The Internet is a humbling place. On the one hand, one can reach gazillions of readers at the speed of light. On the other hand, one doesn't, since all of those readers are occupied looking at dirty pictures, posting comments in all capital letters for greater emphasis, or viewing the YouTube video consisting, in its entirety, of an overweight guy in a white T-shirt sitting on his tractor and digging a post hole with a tractor-mounted post-hole digger (40,000 views to date).
The other thing those readers are probably doing is writing their own blogs (I recently read that approximately 40% of all Koreans have their own blog, a great many of them devoted largely to pictures of things they've eaten at restaurants), or staring at the array of statistical displays, graphs, and maps with flashing dots that bear no small resemblance to NORAD's command center deep under a mountain in the Colorado Rockies, except that they're available for free, showing how many readers at that exact instant are reading their blogs, along with which words and phrases they have copied, and where in the world they are located. (Who is that person in Torre Di Mosto, Italy, who's reading this now? And, more important, why?)

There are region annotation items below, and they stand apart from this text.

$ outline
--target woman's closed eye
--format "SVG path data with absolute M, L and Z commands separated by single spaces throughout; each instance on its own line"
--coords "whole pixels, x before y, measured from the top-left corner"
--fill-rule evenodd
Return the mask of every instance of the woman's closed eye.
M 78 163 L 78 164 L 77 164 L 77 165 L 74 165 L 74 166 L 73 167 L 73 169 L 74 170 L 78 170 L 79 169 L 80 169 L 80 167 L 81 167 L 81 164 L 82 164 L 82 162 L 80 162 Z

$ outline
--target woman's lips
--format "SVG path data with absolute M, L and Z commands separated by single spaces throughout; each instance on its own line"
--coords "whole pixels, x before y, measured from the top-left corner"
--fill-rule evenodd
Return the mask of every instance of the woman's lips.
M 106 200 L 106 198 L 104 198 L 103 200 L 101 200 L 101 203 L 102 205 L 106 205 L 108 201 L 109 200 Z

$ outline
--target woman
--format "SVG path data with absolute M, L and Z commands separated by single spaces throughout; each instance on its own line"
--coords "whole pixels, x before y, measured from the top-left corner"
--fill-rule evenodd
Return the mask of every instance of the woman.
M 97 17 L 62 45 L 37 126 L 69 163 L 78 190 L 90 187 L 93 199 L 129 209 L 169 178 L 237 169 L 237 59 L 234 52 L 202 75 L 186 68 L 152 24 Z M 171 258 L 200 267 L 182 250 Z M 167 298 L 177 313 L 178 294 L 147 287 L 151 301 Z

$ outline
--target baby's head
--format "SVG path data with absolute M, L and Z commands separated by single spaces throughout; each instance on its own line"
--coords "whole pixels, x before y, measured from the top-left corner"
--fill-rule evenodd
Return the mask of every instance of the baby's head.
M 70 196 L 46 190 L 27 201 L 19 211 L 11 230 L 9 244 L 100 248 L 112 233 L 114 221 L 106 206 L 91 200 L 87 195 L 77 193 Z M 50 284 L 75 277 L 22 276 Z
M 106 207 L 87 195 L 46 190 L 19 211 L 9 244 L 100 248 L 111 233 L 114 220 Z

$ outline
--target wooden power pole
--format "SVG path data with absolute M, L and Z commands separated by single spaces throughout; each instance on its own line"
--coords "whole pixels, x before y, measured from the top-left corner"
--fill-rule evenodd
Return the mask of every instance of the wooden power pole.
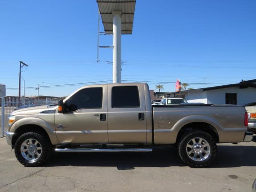
M 21 64 L 22 65 L 22 66 L 21 66 Z M 28 66 L 24 62 L 21 61 L 20 61 L 20 74 L 19 75 L 20 77 L 19 79 L 19 104 L 18 104 L 19 106 L 20 106 L 20 76 L 21 75 L 21 67 L 24 65 L 26 67 Z M 24 95 L 24 97 L 25 96 Z

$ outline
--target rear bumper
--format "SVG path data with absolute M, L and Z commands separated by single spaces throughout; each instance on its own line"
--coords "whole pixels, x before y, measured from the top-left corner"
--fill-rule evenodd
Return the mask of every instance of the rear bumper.
M 247 131 L 244 134 L 244 142 L 250 142 L 253 137 L 253 133 L 249 131 Z
M 256 121 L 250 121 L 248 123 L 248 130 L 254 133 L 256 132 Z

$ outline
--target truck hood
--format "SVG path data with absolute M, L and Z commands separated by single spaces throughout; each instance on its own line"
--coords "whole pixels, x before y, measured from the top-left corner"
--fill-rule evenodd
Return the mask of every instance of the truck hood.
M 39 113 L 54 113 L 55 112 L 57 105 L 43 105 L 28 107 L 14 111 L 11 115 L 33 115 Z

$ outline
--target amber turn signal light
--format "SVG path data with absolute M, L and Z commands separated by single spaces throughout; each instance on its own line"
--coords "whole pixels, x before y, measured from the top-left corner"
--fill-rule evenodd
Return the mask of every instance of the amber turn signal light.
M 62 111 L 62 106 L 59 106 L 59 111 Z
M 251 113 L 251 117 L 256 117 L 256 113 Z

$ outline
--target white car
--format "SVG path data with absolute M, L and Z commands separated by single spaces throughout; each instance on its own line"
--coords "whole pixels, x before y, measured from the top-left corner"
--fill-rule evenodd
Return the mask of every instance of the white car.
M 160 105 L 177 105 L 180 104 L 181 103 L 187 102 L 187 101 L 182 98 L 178 97 L 164 98 L 161 100 Z

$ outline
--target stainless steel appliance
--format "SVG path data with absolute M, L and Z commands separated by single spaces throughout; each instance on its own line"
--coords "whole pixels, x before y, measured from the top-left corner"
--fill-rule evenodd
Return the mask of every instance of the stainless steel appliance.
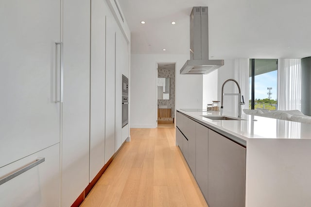
M 122 127 L 128 123 L 128 78 L 122 75 Z
M 122 75 L 122 95 L 128 96 L 128 78 Z
M 190 15 L 190 60 L 180 74 L 207 74 L 223 66 L 224 60 L 209 60 L 207 7 L 194 7 Z
M 128 123 L 128 96 L 122 96 L 122 127 Z

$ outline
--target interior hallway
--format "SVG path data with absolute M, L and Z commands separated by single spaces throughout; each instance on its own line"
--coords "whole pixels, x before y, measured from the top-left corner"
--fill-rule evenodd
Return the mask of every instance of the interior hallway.
M 131 129 L 81 206 L 207 207 L 180 151 L 175 128 Z

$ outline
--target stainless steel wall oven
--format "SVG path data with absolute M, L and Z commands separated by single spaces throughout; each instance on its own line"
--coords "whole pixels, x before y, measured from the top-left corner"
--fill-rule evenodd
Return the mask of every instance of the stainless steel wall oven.
M 128 79 L 122 75 L 122 127 L 128 123 Z

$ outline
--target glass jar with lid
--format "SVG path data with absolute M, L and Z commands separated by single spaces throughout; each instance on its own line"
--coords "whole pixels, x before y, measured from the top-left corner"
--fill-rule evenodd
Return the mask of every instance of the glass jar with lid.
M 220 102 L 219 101 L 213 101 L 212 102 L 212 110 L 214 111 L 219 111 L 220 110 Z
M 207 111 L 212 111 L 213 104 L 207 104 Z

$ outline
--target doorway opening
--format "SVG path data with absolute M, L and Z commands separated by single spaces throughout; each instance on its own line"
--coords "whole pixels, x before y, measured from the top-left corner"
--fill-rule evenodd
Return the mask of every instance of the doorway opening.
M 174 128 L 175 63 L 158 63 L 156 80 L 157 127 Z

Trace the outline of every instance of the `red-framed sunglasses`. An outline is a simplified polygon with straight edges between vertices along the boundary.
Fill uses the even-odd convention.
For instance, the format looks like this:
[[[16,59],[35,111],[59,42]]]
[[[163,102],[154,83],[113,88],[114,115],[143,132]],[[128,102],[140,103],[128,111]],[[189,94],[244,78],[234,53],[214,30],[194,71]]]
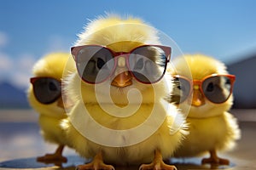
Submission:
[[[91,84],[108,79],[117,66],[125,67],[140,82],[157,82],[166,72],[171,53],[171,47],[161,45],[142,45],[130,52],[114,52],[100,45],[71,48],[79,76]]]
[[[61,96],[61,82],[48,76],[36,76],[30,78],[33,86],[33,93],[38,102],[51,104]]]
[[[193,90],[200,90],[209,101],[221,104],[231,95],[235,80],[234,75],[212,74],[201,80],[190,80],[176,75],[174,76],[176,90],[172,98],[176,102],[182,103],[192,94]]]

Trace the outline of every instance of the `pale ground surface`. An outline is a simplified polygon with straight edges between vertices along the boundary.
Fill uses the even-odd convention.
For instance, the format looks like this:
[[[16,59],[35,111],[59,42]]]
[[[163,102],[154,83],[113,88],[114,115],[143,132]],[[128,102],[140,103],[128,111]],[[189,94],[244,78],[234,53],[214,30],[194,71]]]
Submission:
[[[222,157],[231,161],[231,165],[201,166],[201,157],[172,160],[179,170],[256,169],[256,110],[233,110],[230,112],[239,119],[242,134],[235,150],[221,153]],[[67,156],[68,162],[62,164],[63,167],[38,163],[35,157],[53,152],[56,146],[44,142],[37,121],[38,114],[32,110],[0,110],[0,170],[31,167],[75,169],[75,165],[84,162],[85,160],[79,157],[73,150],[65,148],[64,156]],[[119,169],[138,169],[138,167],[117,167],[116,170]]]

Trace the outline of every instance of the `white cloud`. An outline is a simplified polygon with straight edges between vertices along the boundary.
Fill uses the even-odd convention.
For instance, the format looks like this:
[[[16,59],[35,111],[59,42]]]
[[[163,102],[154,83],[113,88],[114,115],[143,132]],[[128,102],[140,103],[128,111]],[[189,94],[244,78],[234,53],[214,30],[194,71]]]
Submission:
[[[0,75],[6,73],[11,68],[12,62],[10,57],[0,52]]]
[[[0,48],[8,43],[8,37],[0,31]],[[68,52],[69,43],[67,39],[60,36],[52,36],[49,38],[49,46],[45,54],[52,52]],[[38,57],[30,53],[22,53],[13,57],[0,51],[0,81],[7,81],[17,88],[27,88],[30,82],[29,78],[32,76],[32,67]]]
[[[62,37],[58,35],[50,36],[49,37],[49,42],[47,53],[69,51],[70,43]]]
[[[32,69],[36,58],[29,54],[23,54],[18,58],[11,58],[0,54],[0,81],[8,81],[20,88],[29,86],[29,78],[32,76]]]
[[[7,34],[0,31],[0,47],[4,47],[8,44],[9,37]]]

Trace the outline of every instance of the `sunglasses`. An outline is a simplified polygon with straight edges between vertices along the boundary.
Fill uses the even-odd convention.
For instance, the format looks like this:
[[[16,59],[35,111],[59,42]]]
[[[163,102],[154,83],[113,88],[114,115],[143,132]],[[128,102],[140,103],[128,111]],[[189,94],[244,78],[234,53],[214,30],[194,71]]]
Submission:
[[[33,93],[38,102],[51,104],[61,96],[61,82],[52,77],[32,77]]]
[[[225,102],[232,94],[236,80],[234,75],[210,75],[201,80],[189,80],[187,77],[174,76],[174,93],[172,100],[182,103],[199,89],[202,95],[215,104]]]
[[[99,45],[71,48],[79,76],[91,84],[105,82],[117,66],[127,69],[140,82],[157,82],[166,72],[171,53],[171,47],[161,45],[143,45],[130,52],[114,52]]]

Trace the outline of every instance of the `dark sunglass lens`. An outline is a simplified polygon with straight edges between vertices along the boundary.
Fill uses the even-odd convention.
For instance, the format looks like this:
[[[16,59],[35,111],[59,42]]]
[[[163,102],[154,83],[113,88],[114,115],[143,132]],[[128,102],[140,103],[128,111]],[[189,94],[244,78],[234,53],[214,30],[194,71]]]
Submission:
[[[77,68],[80,76],[90,83],[104,81],[114,66],[112,53],[100,46],[82,48],[77,56]]]
[[[181,77],[174,77],[173,89],[171,95],[172,102],[179,104],[188,99],[190,93],[190,83],[188,80]]]
[[[142,46],[133,50],[129,57],[129,64],[133,75],[145,83],[159,81],[166,66],[164,50],[154,46]]]
[[[202,88],[207,99],[216,104],[224,103],[231,94],[230,79],[224,76],[212,76],[203,82]]]
[[[54,78],[38,78],[33,82],[33,92],[40,103],[53,103],[61,97],[61,82]]]

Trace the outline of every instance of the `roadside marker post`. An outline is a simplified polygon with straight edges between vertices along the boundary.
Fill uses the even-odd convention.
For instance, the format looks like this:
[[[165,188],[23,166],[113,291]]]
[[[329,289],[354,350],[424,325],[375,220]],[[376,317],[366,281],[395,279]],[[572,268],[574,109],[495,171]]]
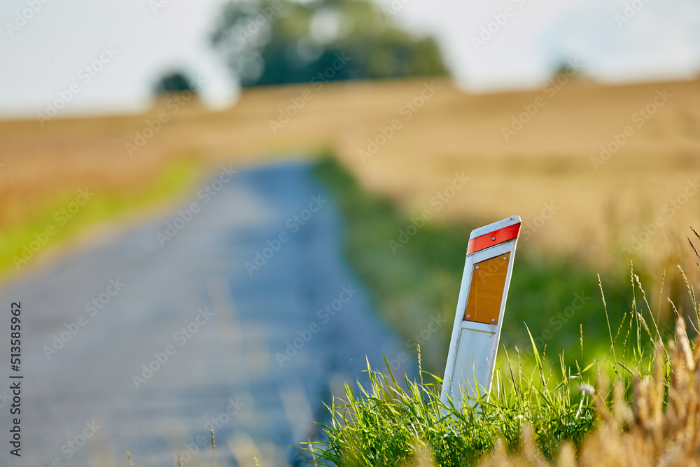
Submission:
[[[469,236],[440,400],[462,405],[462,394],[491,391],[503,312],[520,233],[518,216],[475,229]]]

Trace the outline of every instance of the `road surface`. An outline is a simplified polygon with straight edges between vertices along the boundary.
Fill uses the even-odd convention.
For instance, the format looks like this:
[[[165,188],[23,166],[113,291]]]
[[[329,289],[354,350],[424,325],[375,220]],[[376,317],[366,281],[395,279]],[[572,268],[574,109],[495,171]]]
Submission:
[[[1,286],[0,355],[20,301],[24,379],[17,458],[2,365],[0,464],[125,466],[128,448],[139,466],[203,465],[210,424],[219,466],[303,463],[288,447],[316,435],[321,401],[363,377],[365,355],[408,352],[346,264],[311,170],[222,168],[173,212]]]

I've actually enjoyed my experimental plunge into the blogosphere to date, largely because, as H. L. Mencken said of this kind of essay-writing (even if he may have been lying through his teeth when he said it, as Russell Baker suggests in a recent piece in the New York Review of Books), "My one purpose in writing I have explained over and over again: it is simply to provide a kind of katharsis for my own thoughts. They worry me until they are set forth in words."